Abstract The electronic properties of g-C3N4 with different building block and sheet staggered arrangement are studied by using first-principles calculations. The calculated lattice constants and band gaps of bulk g-C3N4 with different space group P-6m2, R3m, Cmcm and P63/mmc consistent well with the previous results. The hybrid functional HSE06 is performed to evaluate the electronic properties of graphitic carbon nitride, and it is suggested that the HSE06 hybrid functional could predict more reasonable band gap than the traditional functional. The band gaps of bulk g-C3N4 with P-6m2, R3m, Cmcm and P63/mmc structure are about 2.8 eV, 2.6 eV, 2.6 eV and 2.4 eV, respectively. The electronic properties of monolayer triazine- and heptazine-based structure for g-C3N4 are also studied, and the corresponding band gaps are 3.0 eV and 2.7 eV, respectively.
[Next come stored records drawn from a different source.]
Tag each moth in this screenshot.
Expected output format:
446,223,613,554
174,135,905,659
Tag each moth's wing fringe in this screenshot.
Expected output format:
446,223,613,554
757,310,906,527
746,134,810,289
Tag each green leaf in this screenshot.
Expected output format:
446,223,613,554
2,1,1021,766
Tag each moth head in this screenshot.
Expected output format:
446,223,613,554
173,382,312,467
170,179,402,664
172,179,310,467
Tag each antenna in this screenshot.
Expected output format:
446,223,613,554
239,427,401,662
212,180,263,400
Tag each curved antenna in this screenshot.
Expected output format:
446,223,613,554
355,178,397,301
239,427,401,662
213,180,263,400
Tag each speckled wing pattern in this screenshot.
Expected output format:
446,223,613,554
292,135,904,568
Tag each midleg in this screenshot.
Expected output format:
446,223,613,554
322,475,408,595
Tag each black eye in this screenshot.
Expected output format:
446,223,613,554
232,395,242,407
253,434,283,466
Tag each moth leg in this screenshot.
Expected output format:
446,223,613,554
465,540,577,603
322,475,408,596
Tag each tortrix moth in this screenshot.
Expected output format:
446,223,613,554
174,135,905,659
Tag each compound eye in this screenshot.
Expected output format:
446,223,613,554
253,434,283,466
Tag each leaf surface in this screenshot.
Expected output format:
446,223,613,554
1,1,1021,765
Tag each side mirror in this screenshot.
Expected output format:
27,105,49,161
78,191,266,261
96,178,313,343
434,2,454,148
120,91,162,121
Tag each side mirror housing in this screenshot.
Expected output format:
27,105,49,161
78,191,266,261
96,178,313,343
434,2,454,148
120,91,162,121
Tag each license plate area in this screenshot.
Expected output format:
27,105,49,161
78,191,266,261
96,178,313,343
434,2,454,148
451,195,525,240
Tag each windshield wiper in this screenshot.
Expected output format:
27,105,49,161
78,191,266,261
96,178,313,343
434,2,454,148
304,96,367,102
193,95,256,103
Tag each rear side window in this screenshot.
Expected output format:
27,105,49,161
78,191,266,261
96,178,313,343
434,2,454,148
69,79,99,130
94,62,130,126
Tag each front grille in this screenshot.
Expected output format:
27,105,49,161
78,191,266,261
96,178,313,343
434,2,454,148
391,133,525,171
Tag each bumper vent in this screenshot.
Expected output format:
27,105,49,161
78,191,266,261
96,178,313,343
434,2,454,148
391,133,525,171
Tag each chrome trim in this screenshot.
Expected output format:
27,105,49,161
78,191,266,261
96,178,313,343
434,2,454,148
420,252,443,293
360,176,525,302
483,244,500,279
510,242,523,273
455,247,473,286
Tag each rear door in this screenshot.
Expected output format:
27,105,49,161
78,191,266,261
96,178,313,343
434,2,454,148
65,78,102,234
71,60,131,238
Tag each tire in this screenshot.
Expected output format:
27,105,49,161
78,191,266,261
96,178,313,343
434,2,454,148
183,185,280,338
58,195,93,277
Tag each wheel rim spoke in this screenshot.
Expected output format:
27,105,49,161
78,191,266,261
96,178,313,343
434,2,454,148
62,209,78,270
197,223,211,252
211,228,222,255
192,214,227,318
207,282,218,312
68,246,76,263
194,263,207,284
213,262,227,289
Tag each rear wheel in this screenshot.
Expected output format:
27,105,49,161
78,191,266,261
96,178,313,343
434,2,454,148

Compared to the monolayer g-C3N4, the decreasing band gaps of bulk structures should be attributed to the band overlapping among the neighboring graphitic CN sheets. The thermodynamic properties of bulk g-C3N4 are also investigated, and the results show that the heptazine-based structures have larger thermal expansion coefficient and relatively smaller thermal conductivity compared to the triazine-based structures. These calculated results are suggested that not only building block but also sheet staggered arrangement has important effect on the electronic properties of g-C3N4. Furthermore, the charge density of monolayer g-C3N4 shows that C and N atoms of g-C3N4 sheets with different building block are all sp2 hybridization, which is similar to that of graphite. Our results unveil that the building block and sheet staggered arrangement are effective factors to tune the electronic structure and enhance the sunlight absorption efficiency of g-C3N4.